The early summer sun rippled on the surface as she kicked at the stones of the beach. The waves crashed. The seagulls cried. The bracing north breeze flicked back her hair and made her pull up the zipper of her windbreaker.

“Find what you’re looking for, honey?” said her Dad. He grinned at her as he sat on a wave-battered old stump.

She said nothing, just grinned back at his shaggy grey-black mop. The stones beneath her skittered and clacked. Then she found it: a round, flat stone, dark and mottled. She picked it up. It had the heft of a baseball, and narrowed from half an inch thick on one side to almost a knife’s point, but there were no sharp edges to cut her. Her palm and forefinger curved around the thick side perfectly. She cupped it in her palm, clasped it, then eyed the northern horizon and took a deep breath.

She leaned into the shot, swinging the stone in a sidearm throw. It left her fingers, spinning, and caught the air like a sail, meeting the water along its smooth, flat end, arching back into the air again. Aurora smiled as she counted the splashes. She clenched her fist and beamed when she reached eight, and the stone disappeared.

Her father clapped. “A new world record!”

She rolled her eyes at him. “Personal best, silly!”

“Well, who’s to know?” he called. “It’s not like they keep records on that sort of thing.”


A sound like the squeak of a rusty gate made her turn. On the branch of a stunted tree at the edge of the beach, a crow cocked its head to one side, then the other. It cawed. The north wind picked up and Aurora shivered.

Don’t be stupid, she thought. It’s just a bird.

A bird looking at me.

But a bird’s got eyes. It can look at whatever it wants. It’s a free country.

But a bird shouldn’t look at me with intent. What was it that lawyer guy said on that television show? Malice and forethought? The look was that intense.
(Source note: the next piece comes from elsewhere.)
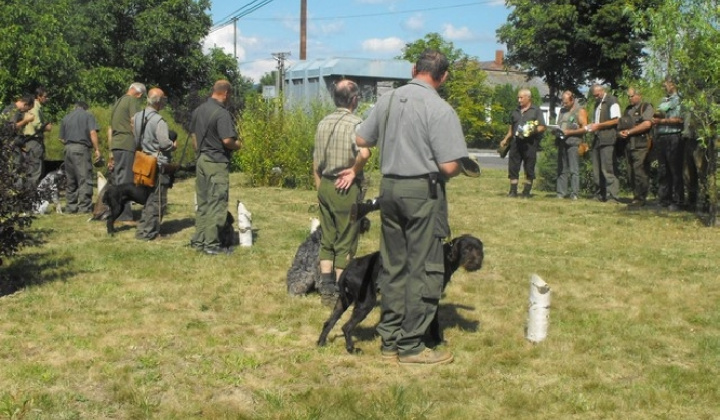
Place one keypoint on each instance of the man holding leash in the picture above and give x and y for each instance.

I must be imagining it, she thought. That’s all.

She was about to turn away, dismiss the crow from her mind, when she heard a shout. A stone sailed over her head and struck the branch. The crow flew up, crying.
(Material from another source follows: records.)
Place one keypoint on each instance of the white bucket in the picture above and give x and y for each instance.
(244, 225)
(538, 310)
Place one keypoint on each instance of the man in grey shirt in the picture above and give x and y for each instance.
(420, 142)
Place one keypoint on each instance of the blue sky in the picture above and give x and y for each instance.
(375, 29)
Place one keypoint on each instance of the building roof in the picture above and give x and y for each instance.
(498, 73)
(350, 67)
“Get out of here!” her father yelled, reaching for another stone. “Go on, get!” He threw the other rock, and the crow dodged out of the way. It aimed for the sky and took off, cawing.

“Dad!” shouted Aurora when she got her voice back. “Dad, what are you doing?” Then she looked at her father, and her voice changed. “Dad, what’s wrong?”

He was standing half crouched, feet planted, stalwart as a tank, casting his gaze up and down the stony beach. His hands had bent into claws.

Aurora backed away. “Dad?”

He looked up at her, and then stood up sharply. He plastered a smile on his face. “Let’s go home, honey.” Aurora stood her ground. “Dad? What’s wrong?”

He stepped towards her, walking carefully over the slippery stones while keeping one eye on the clouds. “Nothing’s wrong, honey. It’s late and it’s getting cold. It’s time to go home.”

Aurora was about to protest when she heard cawing above, and looked up. There was a dotted line of black specks running along the grey sky. Birds. Crows. Flying in a steady stream, calling out to one another as they migrated east.


Her father swallowed, and reached out to her. “C’mon, honey. Don’t argue. Let’s go home.”

She hesitated, but then he snatched her hand and pulled. He was almost rough.

“Dad,” she said, stumbling alongside him to the car. “Seriously, Dad, what’s wrong?”

“Nothing’s wrong, honey,” he said, looking at the sky. “Your mom will be getting worried.”

Only when you tell her what’s worrying you, she thought.

He let go of her hand as they reached the car and opened the side door for her. As she bent to slide inside, she heard a caw and looked up.

The crow was watching her from the branch again.

She got in and slammed the door after her.